Southern Baptist Leaders Say Racial Justice Must Start With Church, Call for Integration

Racial Reconciliation
''If there is ever going to be transformation in our city, if we’re going to see the racial divide in our city bridged in our city, it is going to happen because the gospel gets ahold of each of us,'' says Rev. Bryan Carter. Photo: WestMichiganConference.com

Following a year of heightened racial tension, Southern Baptist leaders are emphasizing the need for more integration in their congregations, arguing that racial justice in society must start with the church.

"In the church, a black Christian and a white Christian are brothers and sisters," Southern Baptist Ethics and Religious Liberty Commission leader Rev. Russell Moore wrote.  

"We care what happens to the other, because when one part of the Body hurts, the whole Body hurts. ...When we know one another as brothers and sisters, we will start to stand up and speak up for one another."

Rev. Moore, whose comments were made in the wake of unrest spurred by the killings of black men by white police officers in Ferguson, Missouri, and New York City, will also head "The Gospel and Racial Reconciliation" summit, which will be held this spring.

Yahoo News reports that Rev. Moore's goals for the summit are simple: encourage churches to work for reconciliation by articulating it as a Gospel demand, and facilitating personal relationships between Southern Baptists of different races.

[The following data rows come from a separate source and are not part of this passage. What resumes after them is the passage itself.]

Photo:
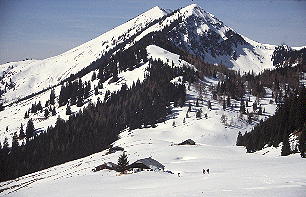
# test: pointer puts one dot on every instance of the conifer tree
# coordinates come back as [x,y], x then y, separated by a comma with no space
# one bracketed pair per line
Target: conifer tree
[302,143]
[52,97]
[209,104]
[286,146]
[228,101]
[21,132]
[123,163]
[30,129]
[15,143]
[242,107]
[68,110]
[46,114]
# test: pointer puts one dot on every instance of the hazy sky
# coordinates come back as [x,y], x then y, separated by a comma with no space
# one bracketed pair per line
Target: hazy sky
[44,28]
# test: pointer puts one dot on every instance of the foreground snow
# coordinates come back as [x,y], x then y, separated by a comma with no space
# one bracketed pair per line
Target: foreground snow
[232,171]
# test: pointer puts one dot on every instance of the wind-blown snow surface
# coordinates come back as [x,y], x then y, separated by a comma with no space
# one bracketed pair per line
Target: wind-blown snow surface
[34,75]
[232,171]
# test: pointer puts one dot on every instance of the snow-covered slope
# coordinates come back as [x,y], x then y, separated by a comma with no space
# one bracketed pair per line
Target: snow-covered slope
[32,76]
[190,28]
[254,174]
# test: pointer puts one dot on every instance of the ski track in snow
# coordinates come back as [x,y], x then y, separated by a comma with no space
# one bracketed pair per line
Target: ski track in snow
[233,172]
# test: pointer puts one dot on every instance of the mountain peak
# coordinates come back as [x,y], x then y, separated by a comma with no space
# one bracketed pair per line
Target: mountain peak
[156,11]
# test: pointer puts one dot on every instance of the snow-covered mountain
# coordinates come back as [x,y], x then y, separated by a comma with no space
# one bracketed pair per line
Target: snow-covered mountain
[32,76]
[190,28]
[196,33]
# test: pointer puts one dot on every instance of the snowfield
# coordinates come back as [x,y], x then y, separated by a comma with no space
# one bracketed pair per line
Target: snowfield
[232,171]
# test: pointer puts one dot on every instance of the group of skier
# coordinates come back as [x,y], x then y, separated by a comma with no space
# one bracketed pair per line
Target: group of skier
[205,171]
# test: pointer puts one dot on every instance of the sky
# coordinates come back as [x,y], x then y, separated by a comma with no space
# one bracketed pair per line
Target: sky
[43,28]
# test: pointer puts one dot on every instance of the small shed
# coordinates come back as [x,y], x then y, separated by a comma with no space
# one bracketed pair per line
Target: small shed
[147,163]
[108,166]
[187,142]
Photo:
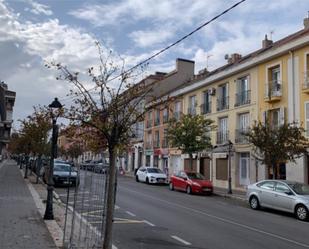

"The church lacks the moral authority to address the world about race before we set our own house in order," Rev. Dwight McKissic, a black Southern Baptist pastor in Arlington, Texas, explained to the AP.

According to the Huffington Post, the Southern Baptist church holds a sinister history in regards to racial segregation. During the civil rights movement, many of the denomination's leaders actively opposed ending segregation, and it wasn't until recently that the church repented for condoning racism and apologized to African-Americans.

Additionally, in 2012, just 20% of the church's 51,000 congregations were non-white, but less than 1% were multi-ethnic.

"My grief is we're late to this party," Southeastern Baptist Theological Seminary President Danny Akin told the AP. "We should have been leading the way. The Christian church should be the first to speak to issues of discrimination and injustice ... not sitting back."

Rev.Bryan Carter, a black pastor in South Dallas, emphasized that ultimately, racism both within and outside the church is a direct result of sin, and thus cannot be reconciled without the healing power of the Gospel.

"The truth of the matter is that we are all sinful, and we are all broken. Out of that brokenness, we are divided racially, economically, culturally, socially and geographically. It is the gospel that becomes that central point of reconciliation," Carter said during a Jan. 24 conference on racial reconciliation.

"If there is ever going to be transformation in our city, if we're going to see the racial divide in our city bridged in our city, it is going to happen because the gospel gets ahold of each of us. It's going to happen in my life, and I'm going to realize I've got a new identity in Christ. I'm going to love others without any love in return because all the love I need I've already found in Christ."